A Leon County decision to spend $7,000 on a menorah is becoming a holiday headache. The county said ok to a request to help fund a menorah for the courthouse lawn. Now, the ACLU is threatening to sue.
The rabbi who got the debate started points out if the county spends public money on Christmas trees, it's only fair that they do the same for a menorah, but a well-intentioned county donation has turned into a potential lawsuit.
At Tallahassee's metal supermarket, welders are working to finish an 18-foot, half-ton menorah.
"It means to me sending a message of liberty for all, just like the U.S. flag. A message of freedom of religion, liberty for all,” said Rabbi Schneur Oirechman
Rabbi Schneur Oirechman moved here from Israel. He commissioned the $10,000 menorah, and then got the county to chip in. The menorah is set to join the Christmas tree on the courthouse lawn, but after the county commission approved thousands in funding for the menorah, the ACLU said not so fast, and according to Larry Spalding, it was members of the Jewish community who raised a fuss.
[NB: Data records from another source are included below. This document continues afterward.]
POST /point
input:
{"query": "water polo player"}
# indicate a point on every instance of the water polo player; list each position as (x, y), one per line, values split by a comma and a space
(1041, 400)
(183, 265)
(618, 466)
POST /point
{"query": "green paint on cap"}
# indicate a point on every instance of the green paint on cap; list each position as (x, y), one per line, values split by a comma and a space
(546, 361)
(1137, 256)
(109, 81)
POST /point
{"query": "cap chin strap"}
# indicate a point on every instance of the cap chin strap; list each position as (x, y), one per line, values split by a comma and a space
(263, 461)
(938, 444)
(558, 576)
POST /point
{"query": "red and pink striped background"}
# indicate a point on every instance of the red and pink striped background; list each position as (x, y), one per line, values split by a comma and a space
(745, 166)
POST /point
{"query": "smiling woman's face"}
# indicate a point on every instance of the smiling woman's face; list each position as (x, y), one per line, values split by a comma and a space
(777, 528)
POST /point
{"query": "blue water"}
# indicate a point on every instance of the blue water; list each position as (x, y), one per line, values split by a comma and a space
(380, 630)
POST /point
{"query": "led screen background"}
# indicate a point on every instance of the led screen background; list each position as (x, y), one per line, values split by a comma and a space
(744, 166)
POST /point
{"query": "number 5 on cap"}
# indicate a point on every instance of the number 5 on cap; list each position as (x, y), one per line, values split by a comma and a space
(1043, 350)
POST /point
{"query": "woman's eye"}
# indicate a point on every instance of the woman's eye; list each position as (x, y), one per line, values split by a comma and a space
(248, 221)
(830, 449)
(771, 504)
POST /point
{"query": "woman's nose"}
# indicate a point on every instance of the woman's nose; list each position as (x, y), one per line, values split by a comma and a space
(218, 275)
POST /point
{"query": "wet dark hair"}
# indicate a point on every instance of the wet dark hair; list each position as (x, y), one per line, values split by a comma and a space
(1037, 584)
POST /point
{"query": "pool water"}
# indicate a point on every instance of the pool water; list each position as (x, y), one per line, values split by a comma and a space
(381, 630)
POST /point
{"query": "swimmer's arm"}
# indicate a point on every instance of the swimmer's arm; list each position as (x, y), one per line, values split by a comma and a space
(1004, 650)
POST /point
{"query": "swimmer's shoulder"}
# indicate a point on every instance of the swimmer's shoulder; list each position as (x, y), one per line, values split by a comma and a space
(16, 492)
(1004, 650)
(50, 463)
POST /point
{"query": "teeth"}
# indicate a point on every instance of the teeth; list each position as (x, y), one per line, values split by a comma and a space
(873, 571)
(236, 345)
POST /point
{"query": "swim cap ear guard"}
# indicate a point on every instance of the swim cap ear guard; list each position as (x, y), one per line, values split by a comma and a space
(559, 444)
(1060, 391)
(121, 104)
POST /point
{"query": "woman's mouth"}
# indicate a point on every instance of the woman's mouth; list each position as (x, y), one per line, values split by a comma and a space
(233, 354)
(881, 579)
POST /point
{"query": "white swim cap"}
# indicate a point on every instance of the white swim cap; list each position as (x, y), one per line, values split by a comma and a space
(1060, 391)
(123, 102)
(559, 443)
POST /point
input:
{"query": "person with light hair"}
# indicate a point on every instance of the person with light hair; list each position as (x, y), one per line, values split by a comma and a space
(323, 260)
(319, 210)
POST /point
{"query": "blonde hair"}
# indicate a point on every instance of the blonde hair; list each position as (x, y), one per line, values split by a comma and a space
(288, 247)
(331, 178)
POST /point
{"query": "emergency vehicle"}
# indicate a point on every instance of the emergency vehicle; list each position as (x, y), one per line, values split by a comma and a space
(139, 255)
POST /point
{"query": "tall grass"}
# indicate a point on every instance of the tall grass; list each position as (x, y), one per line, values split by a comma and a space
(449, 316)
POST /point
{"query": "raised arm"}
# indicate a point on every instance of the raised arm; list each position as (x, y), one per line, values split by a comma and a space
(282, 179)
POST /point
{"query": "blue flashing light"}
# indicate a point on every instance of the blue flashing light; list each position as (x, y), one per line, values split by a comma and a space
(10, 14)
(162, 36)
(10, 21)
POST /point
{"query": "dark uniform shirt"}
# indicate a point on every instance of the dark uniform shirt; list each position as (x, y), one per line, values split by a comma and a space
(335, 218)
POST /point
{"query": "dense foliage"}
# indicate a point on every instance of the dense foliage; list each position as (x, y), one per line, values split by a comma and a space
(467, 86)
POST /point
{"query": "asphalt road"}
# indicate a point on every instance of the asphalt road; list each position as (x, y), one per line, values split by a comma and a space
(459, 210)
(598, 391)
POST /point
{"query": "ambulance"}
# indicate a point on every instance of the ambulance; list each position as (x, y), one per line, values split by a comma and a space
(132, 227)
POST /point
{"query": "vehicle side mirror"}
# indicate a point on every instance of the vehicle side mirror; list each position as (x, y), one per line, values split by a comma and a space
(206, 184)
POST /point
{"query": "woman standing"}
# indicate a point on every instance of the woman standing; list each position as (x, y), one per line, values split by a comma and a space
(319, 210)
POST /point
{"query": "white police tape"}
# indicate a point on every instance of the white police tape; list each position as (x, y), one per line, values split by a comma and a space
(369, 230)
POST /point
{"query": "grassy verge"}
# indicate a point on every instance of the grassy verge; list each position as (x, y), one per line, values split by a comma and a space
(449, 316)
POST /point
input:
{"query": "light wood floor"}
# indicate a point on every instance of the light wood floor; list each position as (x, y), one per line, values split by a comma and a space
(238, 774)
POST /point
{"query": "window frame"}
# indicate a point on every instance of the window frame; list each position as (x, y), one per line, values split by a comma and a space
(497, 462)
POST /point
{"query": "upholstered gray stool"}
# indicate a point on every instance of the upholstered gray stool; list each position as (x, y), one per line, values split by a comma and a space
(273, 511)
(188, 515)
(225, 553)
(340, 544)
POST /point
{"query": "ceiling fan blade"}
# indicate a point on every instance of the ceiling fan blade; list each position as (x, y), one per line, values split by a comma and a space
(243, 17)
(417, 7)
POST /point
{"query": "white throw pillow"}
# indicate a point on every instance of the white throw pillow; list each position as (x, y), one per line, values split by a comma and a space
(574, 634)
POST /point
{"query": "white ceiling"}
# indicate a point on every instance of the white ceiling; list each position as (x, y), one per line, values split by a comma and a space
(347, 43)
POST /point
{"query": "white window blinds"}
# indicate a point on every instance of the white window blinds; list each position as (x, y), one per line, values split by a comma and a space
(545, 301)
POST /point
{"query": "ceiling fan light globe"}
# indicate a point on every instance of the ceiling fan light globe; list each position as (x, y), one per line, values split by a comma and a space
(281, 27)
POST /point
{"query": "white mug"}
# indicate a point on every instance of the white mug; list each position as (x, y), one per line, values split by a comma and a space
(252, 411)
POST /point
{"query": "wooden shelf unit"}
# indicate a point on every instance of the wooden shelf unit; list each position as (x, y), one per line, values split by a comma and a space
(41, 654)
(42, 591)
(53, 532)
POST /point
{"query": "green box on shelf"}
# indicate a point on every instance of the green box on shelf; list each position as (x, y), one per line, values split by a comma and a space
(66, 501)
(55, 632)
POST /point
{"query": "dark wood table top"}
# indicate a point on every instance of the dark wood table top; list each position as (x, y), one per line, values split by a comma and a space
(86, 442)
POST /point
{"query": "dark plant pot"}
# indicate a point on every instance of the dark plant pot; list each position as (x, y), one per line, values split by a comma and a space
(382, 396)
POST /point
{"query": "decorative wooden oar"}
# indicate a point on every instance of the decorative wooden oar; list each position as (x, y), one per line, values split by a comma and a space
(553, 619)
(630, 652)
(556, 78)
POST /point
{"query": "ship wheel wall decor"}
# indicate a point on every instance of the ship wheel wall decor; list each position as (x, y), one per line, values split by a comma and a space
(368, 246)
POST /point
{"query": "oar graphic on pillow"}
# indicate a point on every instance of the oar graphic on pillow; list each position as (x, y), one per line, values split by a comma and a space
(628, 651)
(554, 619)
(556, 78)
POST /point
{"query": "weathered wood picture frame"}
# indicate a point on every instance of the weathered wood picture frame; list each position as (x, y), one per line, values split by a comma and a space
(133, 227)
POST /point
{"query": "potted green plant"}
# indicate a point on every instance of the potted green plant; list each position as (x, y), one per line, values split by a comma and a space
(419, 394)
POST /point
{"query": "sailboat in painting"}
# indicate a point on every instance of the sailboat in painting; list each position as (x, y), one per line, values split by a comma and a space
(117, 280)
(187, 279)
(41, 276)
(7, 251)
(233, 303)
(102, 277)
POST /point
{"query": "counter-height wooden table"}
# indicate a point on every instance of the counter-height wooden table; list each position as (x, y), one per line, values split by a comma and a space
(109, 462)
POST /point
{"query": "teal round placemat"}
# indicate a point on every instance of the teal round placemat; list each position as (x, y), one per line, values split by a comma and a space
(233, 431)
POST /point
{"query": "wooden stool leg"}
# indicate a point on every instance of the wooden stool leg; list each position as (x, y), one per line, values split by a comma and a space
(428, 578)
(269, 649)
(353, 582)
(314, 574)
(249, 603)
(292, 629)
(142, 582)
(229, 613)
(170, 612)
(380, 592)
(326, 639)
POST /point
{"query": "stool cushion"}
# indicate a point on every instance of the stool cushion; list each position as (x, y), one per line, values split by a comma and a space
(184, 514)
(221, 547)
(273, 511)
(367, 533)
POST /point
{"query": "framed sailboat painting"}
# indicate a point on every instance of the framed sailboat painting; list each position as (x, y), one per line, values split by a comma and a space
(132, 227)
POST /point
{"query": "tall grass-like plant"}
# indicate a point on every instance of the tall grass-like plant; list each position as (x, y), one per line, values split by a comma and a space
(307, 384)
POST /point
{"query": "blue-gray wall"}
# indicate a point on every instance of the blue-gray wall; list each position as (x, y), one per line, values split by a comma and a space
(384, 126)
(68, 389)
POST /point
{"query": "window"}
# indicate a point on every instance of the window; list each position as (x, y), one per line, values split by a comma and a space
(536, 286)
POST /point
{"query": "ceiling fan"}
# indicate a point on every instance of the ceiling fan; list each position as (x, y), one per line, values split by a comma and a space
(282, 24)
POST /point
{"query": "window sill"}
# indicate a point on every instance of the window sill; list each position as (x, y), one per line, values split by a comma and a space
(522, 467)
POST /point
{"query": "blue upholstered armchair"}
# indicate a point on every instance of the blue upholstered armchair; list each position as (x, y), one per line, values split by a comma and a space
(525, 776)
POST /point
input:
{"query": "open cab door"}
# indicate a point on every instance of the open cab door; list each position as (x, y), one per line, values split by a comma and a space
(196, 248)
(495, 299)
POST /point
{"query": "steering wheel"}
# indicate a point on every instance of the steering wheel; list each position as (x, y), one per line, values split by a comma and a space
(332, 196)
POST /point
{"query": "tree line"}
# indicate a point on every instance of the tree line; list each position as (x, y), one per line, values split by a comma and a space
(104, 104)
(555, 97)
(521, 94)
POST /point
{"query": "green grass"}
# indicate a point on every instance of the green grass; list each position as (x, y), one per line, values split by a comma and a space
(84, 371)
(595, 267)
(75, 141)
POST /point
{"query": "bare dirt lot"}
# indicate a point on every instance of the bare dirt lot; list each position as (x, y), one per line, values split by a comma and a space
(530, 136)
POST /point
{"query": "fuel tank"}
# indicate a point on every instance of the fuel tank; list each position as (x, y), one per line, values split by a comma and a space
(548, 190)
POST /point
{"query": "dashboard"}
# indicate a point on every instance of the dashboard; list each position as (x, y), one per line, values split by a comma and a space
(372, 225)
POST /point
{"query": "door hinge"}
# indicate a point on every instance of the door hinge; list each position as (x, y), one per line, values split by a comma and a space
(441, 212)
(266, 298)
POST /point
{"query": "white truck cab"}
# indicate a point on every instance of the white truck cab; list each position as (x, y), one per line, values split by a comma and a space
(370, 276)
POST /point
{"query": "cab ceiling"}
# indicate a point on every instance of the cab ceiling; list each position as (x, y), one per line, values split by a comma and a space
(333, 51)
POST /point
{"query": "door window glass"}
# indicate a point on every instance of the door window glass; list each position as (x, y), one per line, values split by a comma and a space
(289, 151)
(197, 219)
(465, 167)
"The people that contacted us believe, for example, if the government were to use taxpayer money to purchase Christian religious symbols, that would be inappropriate. They also believe if we use taxpayer money to purchase Jewish religious symbols, that too is inappropriate," said Larry Spalding of the American Civil Liberties Union.
But the rabbi says if Christmas trees aren't necessarily religious, neither is a menorah.
"We said if Hanukkah today is also a cultural holiday, and the menorah is part of cultural holiday decorations. So, if you paid for Christmas tree decorations, pay for this too."
Sounds simple, but now this mega-menorah has sparked a debate over holiday decorations. Leon County commissioners will have a special meeting Tuesday afternoon to consider the issue of holiday decorations.
The rabbi is willing to withdraw the request for public funding. It could settle the issue, but there is a public ceremony planned to light the menorah Sunday evening at the courthouse, and the ACLU may take issue with that ceremony as well.